An Extended Actor-Critic Architecture with Phasic Behavioral Inhibition: The Case of Dopamine-Serotonin Interaction
Aya Hussein Ahmad Mousa
آية حسين أحمد موسى
The actor-critic architecture based on the temporal difference (TD) algorithms have been playing a critical role in reinforcement learning. The actor represents the policy structure and critic represents the value function. The TD prediction error signal is used as a teaching signal for both the actor and critic modules. Current models of the actor-critic architecture assume that only the unmodified TD signal can serve as a teaching signal for the actor and critic modules. In this thesis, we introduce an extended version of the actor-critic architecture that addresses the effect of two kinds of reinforcement signals; the TD signal and the behavioral inhibition signal. We argue that the role of the behavioral inhibition signal is to produce phasic opposition of the TD signal in order to ascertain the significance learning and fortify consolidation. Based on this logic, we construct a new neurocomputational model of the brain region the basal ganglia. This model addresses the effects of the neurotransmitters dopamine and serotonin in the reinforcement learning process. The dopamine function is represented by a TD prediction error signal, while serotonin is simulated as a behavioral inhibition signal whose role is to phasically inhibit the TD prediction error signal. We utilize major depressive disorder and selective serotonin reuptake inhibitor (SSRI) antidepressants as experimental representations of variable levels of dopamine and serotonin to study their interaction in reinforcement learning.

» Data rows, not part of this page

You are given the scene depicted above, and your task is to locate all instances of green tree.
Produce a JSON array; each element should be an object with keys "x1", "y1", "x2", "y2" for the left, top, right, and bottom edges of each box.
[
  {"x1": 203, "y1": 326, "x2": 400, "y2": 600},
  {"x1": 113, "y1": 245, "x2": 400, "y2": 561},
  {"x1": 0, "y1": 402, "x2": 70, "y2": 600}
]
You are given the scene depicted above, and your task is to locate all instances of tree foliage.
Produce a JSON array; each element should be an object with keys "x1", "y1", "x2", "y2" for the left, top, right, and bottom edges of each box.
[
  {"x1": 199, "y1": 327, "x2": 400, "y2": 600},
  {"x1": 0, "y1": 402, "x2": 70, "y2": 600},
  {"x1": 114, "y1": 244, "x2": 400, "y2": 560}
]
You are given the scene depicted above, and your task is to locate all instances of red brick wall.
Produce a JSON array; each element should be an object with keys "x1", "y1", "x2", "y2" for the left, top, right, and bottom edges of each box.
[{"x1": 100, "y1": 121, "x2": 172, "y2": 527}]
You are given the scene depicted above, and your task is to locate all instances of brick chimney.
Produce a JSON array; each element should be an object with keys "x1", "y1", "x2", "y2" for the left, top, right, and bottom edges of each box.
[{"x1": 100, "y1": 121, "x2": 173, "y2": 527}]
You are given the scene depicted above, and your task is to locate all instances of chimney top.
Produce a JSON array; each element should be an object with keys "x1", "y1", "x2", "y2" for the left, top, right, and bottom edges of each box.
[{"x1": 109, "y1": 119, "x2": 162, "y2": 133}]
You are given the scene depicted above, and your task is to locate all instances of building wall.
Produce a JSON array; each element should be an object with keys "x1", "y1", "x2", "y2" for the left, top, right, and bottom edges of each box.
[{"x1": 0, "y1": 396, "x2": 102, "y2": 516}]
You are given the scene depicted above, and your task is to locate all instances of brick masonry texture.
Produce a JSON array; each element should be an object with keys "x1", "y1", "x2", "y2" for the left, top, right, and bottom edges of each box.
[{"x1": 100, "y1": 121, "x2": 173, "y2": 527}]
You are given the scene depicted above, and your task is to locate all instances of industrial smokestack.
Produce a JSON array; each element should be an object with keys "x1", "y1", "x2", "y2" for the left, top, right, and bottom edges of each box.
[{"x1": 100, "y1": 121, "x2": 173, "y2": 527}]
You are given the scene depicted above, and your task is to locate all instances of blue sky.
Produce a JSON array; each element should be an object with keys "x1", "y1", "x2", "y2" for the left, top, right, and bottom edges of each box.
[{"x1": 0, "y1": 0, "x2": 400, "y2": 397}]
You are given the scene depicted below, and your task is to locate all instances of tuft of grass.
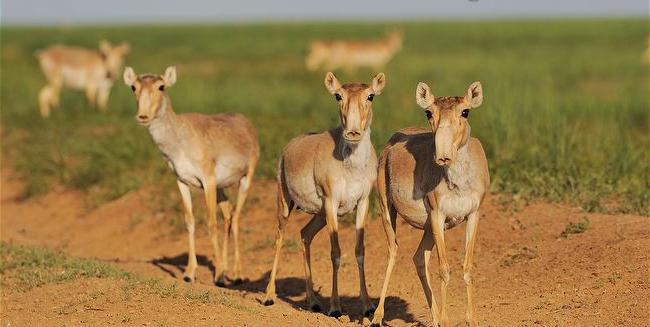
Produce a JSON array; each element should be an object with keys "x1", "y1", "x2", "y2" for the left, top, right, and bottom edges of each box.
[
  {"x1": 560, "y1": 217, "x2": 591, "y2": 238},
  {"x1": 0, "y1": 19, "x2": 650, "y2": 215},
  {"x1": 0, "y1": 242, "x2": 254, "y2": 312},
  {"x1": 501, "y1": 246, "x2": 537, "y2": 267},
  {"x1": 0, "y1": 242, "x2": 130, "y2": 291}
]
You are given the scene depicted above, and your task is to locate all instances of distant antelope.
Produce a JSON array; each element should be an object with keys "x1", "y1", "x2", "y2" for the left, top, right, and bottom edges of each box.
[
  {"x1": 124, "y1": 67, "x2": 260, "y2": 286},
  {"x1": 305, "y1": 31, "x2": 403, "y2": 71},
  {"x1": 264, "y1": 73, "x2": 386, "y2": 317},
  {"x1": 36, "y1": 41, "x2": 130, "y2": 117},
  {"x1": 373, "y1": 82, "x2": 490, "y2": 326}
]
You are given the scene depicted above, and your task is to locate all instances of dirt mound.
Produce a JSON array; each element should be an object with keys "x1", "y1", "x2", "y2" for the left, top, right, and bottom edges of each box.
[{"x1": 0, "y1": 171, "x2": 650, "y2": 326}]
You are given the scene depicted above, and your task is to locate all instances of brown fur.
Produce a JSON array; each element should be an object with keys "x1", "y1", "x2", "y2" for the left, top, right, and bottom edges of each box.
[
  {"x1": 37, "y1": 41, "x2": 130, "y2": 117},
  {"x1": 124, "y1": 67, "x2": 259, "y2": 286},
  {"x1": 305, "y1": 31, "x2": 402, "y2": 71},
  {"x1": 264, "y1": 73, "x2": 386, "y2": 316},
  {"x1": 373, "y1": 82, "x2": 489, "y2": 326}
]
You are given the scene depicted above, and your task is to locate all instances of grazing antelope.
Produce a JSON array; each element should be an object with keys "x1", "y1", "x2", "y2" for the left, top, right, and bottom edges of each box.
[
  {"x1": 373, "y1": 82, "x2": 490, "y2": 326},
  {"x1": 36, "y1": 41, "x2": 130, "y2": 117},
  {"x1": 264, "y1": 72, "x2": 386, "y2": 317},
  {"x1": 124, "y1": 67, "x2": 260, "y2": 286},
  {"x1": 305, "y1": 31, "x2": 403, "y2": 71}
]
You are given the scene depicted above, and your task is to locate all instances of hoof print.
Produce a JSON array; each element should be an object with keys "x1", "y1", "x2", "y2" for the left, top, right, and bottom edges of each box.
[{"x1": 328, "y1": 310, "x2": 342, "y2": 318}]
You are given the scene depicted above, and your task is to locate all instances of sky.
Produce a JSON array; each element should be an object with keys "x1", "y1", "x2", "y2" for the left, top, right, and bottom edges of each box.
[{"x1": 0, "y1": 0, "x2": 649, "y2": 25}]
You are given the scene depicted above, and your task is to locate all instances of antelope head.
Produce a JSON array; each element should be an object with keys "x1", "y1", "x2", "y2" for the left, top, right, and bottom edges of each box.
[
  {"x1": 325, "y1": 72, "x2": 386, "y2": 145},
  {"x1": 415, "y1": 82, "x2": 483, "y2": 166},
  {"x1": 124, "y1": 66, "x2": 176, "y2": 126}
]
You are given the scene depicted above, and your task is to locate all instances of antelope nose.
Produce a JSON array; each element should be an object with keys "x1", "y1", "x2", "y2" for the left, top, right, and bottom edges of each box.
[
  {"x1": 436, "y1": 157, "x2": 451, "y2": 166},
  {"x1": 345, "y1": 131, "x2": 361, "y2": 138}
]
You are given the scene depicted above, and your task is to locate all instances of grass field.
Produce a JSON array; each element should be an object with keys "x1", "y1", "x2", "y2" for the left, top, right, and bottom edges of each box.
[{"x1": 1, "y1": 20, "x2": 650, "y2": 215}]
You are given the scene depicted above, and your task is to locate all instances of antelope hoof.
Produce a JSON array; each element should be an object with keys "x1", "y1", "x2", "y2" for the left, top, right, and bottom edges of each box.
[
  {"x1": 327, "y1": 310, "x2": 343, "y2": 318},
  {"x1": 309, "y1": 303, "x2": 323, "y2": 312},
  {"x1": 214, "y1": 278, "x2": 226, "y2": 287}
]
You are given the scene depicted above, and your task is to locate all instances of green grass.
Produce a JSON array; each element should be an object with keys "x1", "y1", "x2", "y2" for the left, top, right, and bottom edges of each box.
[
  {"x1": 0, "y1": 242, "x2": 133, "y2": 291},
  {"x1": 0, "y1": 242, "x2": 253, "y2": 311},
  {"x1": 560, "y1": 217, "x2": 591, "y2": 238},
  {"x1": 0, "y1": 20, "x2": 650, "y2": 215}
]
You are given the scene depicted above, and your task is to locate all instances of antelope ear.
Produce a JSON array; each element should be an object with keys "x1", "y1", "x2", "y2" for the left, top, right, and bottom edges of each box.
[
  {"x1": 163, "y1": 66, "x2": 176, "y2": 86},
  {"x1": 415, "y1": 82, "x2": 434, "y2": 109},
  {"x1": 465, "y1": 82, "x2": 483, "y2": 108},
  {"x1": 120, "y1": 42, "x2": 131, "y2": 54},
  {"x1": 122, "y1": 67, "x2": 138, "y2": 86},
  {"x1": 99, "y1": 40, "x2": 113, "y2": 54},
  {"x1": 325, "y1": 72, "x2": 341, "y2": 94},
  {"x1": 372, "y1": 73, "x2": 386, "y2": 95}
]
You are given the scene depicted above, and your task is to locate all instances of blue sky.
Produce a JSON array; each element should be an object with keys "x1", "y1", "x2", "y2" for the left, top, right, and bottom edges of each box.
[{"x1": 1, "y1": 0, "x2": 649, "y2": 25}]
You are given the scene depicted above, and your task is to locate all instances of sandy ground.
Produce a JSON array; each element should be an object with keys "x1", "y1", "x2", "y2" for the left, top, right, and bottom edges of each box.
[{"x1": 0, "y1": 170, "x2": 650, "y2": 326}]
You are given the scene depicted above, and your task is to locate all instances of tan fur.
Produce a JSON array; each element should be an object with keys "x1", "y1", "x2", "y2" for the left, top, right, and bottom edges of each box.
[
  {"x1": 373, "y1": 82, "x2": 489, "y2": 326},
  {"x1": 264, "y1": 73, "x2": 386, "y2": 316},
  {"x1": 641, "y1": 36, "x2": 650, "y2": 65},
  {"x1": 36, "y1": 41, "x2": 130, "y2": 117},
  {"x1": 305, "y1": 31, "x2": 403, "y2": 71},
  {"x1": 124, "y1": 67, "x2": 259, "y2": 286}
]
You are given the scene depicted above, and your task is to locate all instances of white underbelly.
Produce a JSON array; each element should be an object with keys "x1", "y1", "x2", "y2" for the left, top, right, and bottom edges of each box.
[
  {"x1": 61, "y1": 66, "x2": 88, "y2": 90},
  {"x1": 167, "y1": 155, "x2": 203, "y2": 187},
  {"x1": 438, "y1": 193, "x2": 479, "y2": 219},
  {"x1": 288, "y1": 179, "x2": 371, "y2": 216}
]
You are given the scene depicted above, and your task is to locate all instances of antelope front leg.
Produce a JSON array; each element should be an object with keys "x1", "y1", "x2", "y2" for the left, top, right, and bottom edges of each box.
[
  {"x1": 176, "y1": 180, "x2": 197, "y2": 283},
  {"x1": 413, "y1": 223, "x2": 439, "y2": 326},
  {"x1": 203, "y1": 176, "x2": 225, "y2": 287},
  {"x1": 325, "y1": 197, "x2": 341, "y2": 318},
  {"x1": 263, "y1": 185, "x2": 292, "y2": 306},
  {"x1": 232, "y1": 174, "x2": 254, "y2": 284},
  {"x1": 463, "y1": 211, "x2": 479, "y2": 327},
  {"x1": 217, "y1": 188, "x2": 232, "y2": 287},
  {"x1": 430, "y1": 209, "x2": 449, "y2": 327},
  {"x1": 372, "y1": 164, "x2": 397, "y2": 327},
  {"x1": 300, "y1": 214, "x2": 326, "y2": 312},
  {"x1": 86, "y1": 83, "x2": 97, "y2": 107},
  {"x1": 355, "y1": 197, "x2": 375, "y2": 317},
  {"x1": 97, "y1": 85, "x2": 111, "y2": 111}
]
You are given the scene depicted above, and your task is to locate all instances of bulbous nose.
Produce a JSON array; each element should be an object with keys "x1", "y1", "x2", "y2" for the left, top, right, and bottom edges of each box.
[
  {"x1": 345, "y1": 130, "x2": 361, "y2": 139},
  {"x1": 436, "y1": 156, "x2": 451, "y2": 166}
]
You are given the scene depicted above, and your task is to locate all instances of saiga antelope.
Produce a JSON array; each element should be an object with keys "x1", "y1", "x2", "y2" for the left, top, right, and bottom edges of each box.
[
  {"x1": 124, "y1": 67, "x2": 260, "y2": 286},
  {"x1": 264, "y1": 72, "x2": 386, "y2": 317},
  {"x1": 373, "y1": 82, "x2": 490, "y2": 326},
  {"x1": 36, "y1": 41, "x2": 130, "y2": 117},
  {"x1": 305, "y1": 31, "x2": 403, "y2": 71}
]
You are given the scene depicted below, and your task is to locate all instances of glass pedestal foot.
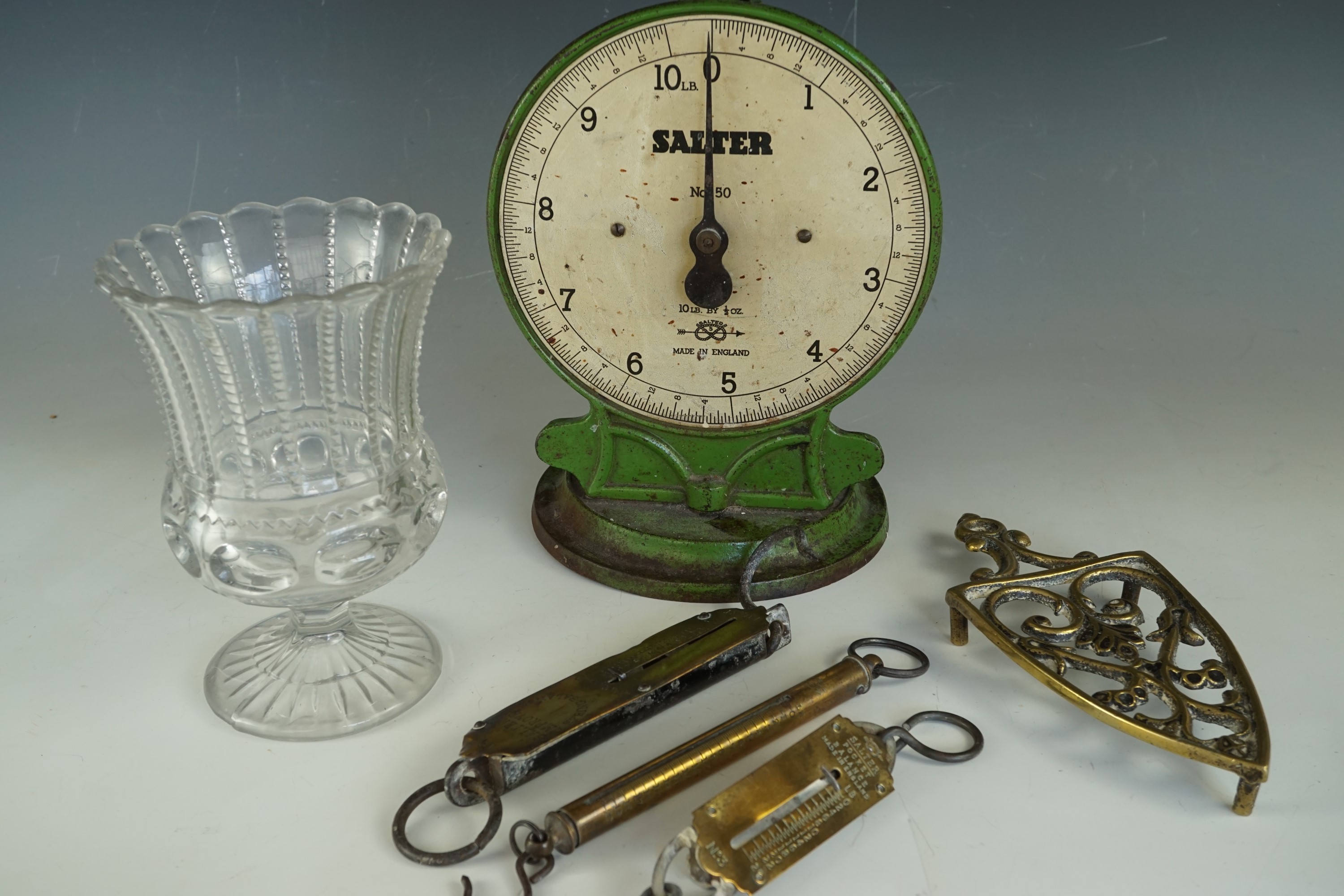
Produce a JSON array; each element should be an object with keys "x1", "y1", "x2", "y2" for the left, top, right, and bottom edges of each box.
[{"x1": 206, "y1": 602, "x2": 442, "y2": 740}]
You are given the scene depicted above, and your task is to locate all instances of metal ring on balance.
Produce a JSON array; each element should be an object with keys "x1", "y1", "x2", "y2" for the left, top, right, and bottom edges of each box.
[
  {"x1": 879, "y1": 709, "x2": 985, "y2": 762},
  {"x1": 849, "y1": 638, "x2": 930, "y2": 680},
  {"x1": 392, "y1": 778, "x2": 504, "y2": 865}
]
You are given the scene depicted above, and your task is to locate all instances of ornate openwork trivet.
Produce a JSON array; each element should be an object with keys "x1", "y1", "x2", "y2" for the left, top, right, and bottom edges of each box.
[{"x1": 948, "y1": 513, "x2": 1269, "y2": 815}]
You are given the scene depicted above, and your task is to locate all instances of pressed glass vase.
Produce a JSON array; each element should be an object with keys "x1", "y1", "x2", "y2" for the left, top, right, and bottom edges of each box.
[{"x1": 95, "y1": 199, "x2": 450, "y2": 740}]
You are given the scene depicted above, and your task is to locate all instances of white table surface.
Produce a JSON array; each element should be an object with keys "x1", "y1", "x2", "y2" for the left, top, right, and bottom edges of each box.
[{"x1": 0, "y1": 0, "x2": 1344, "y2": 896}]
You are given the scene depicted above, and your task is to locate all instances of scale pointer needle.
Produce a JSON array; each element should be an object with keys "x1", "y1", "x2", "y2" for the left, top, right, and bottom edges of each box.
[{"x1": 684, "y1": 31, "x2": 732, "y2": 310}]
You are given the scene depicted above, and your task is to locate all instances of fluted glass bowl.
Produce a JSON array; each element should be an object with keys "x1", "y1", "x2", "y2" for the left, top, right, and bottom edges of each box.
[{"x1": 95, "y1": 199, "x2": 450, "y2": 740}]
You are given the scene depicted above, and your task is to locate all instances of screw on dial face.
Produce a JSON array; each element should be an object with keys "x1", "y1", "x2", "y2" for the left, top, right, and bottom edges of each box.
[{"x1": 492, "y1": 7, "x2": 939, "y2": 430}]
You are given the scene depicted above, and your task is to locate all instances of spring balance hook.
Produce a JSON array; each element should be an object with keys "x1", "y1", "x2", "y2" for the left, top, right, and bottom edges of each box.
[{"x1": 509, "y1": 638, "x2": 929, "y2": 896}]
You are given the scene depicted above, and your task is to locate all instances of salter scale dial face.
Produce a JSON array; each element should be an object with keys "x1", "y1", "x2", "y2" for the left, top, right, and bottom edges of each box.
[{"x1": 492, "y1": 4, "x2": 939, "y2": 430}]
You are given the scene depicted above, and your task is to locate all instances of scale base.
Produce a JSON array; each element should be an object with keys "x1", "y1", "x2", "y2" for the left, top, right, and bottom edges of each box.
[{"x1": 532, "y1": 466, "x2": 887, "y2": 603}]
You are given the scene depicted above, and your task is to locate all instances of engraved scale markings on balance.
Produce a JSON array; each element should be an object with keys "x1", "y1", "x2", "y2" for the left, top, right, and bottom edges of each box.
[{"x1": 644, "y1": 711, "x2": 984, "y2": 896}]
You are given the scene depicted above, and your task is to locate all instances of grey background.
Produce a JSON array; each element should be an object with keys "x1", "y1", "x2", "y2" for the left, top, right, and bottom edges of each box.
[{"x1": 0, "y1": 0, "x2": 1344, "y2": 896}]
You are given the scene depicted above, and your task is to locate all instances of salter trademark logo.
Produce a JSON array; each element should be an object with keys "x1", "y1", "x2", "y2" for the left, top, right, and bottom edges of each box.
[{"x1": 653, "y1": 130, "x2": 774, "y2": 156}]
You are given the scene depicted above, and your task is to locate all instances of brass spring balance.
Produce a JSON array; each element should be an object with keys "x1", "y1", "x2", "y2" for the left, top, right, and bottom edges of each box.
[
  {"x1": 644, "y1": 711, "x2": 985, "y2": 896},
  {"x1": 392, "y1": 599, "x2": 790, "y2": 865},
  {"x1": 500, "y1": 638, "x2": 929, "y2": 896}
]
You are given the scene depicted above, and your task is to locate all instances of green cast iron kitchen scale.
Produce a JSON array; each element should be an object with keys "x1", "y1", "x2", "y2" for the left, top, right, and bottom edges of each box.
[{"x1": 488, "y1": 0, "x2": 942, "y2": 602}]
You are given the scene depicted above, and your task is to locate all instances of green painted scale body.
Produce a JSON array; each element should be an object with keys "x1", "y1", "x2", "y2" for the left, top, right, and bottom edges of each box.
[{"x1": 488, "y1": 0, "x2": 942, "y2": 602}]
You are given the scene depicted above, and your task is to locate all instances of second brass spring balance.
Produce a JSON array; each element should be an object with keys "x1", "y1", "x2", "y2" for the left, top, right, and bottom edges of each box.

We use three different modeling approaches to simulate experimental reinforcement learning data: (1) TD only model, (2) TD and risk prediction model, and (3) Our proposed TD and behavioral inhibition model. Simulation results show that our proposed model simulated experimental reinforcement learning data from MDD and SSRIs significantly better the other two modeling approaches. This extended actor-critic architecture can have a myriad of applications in robotics as well as neuroscience.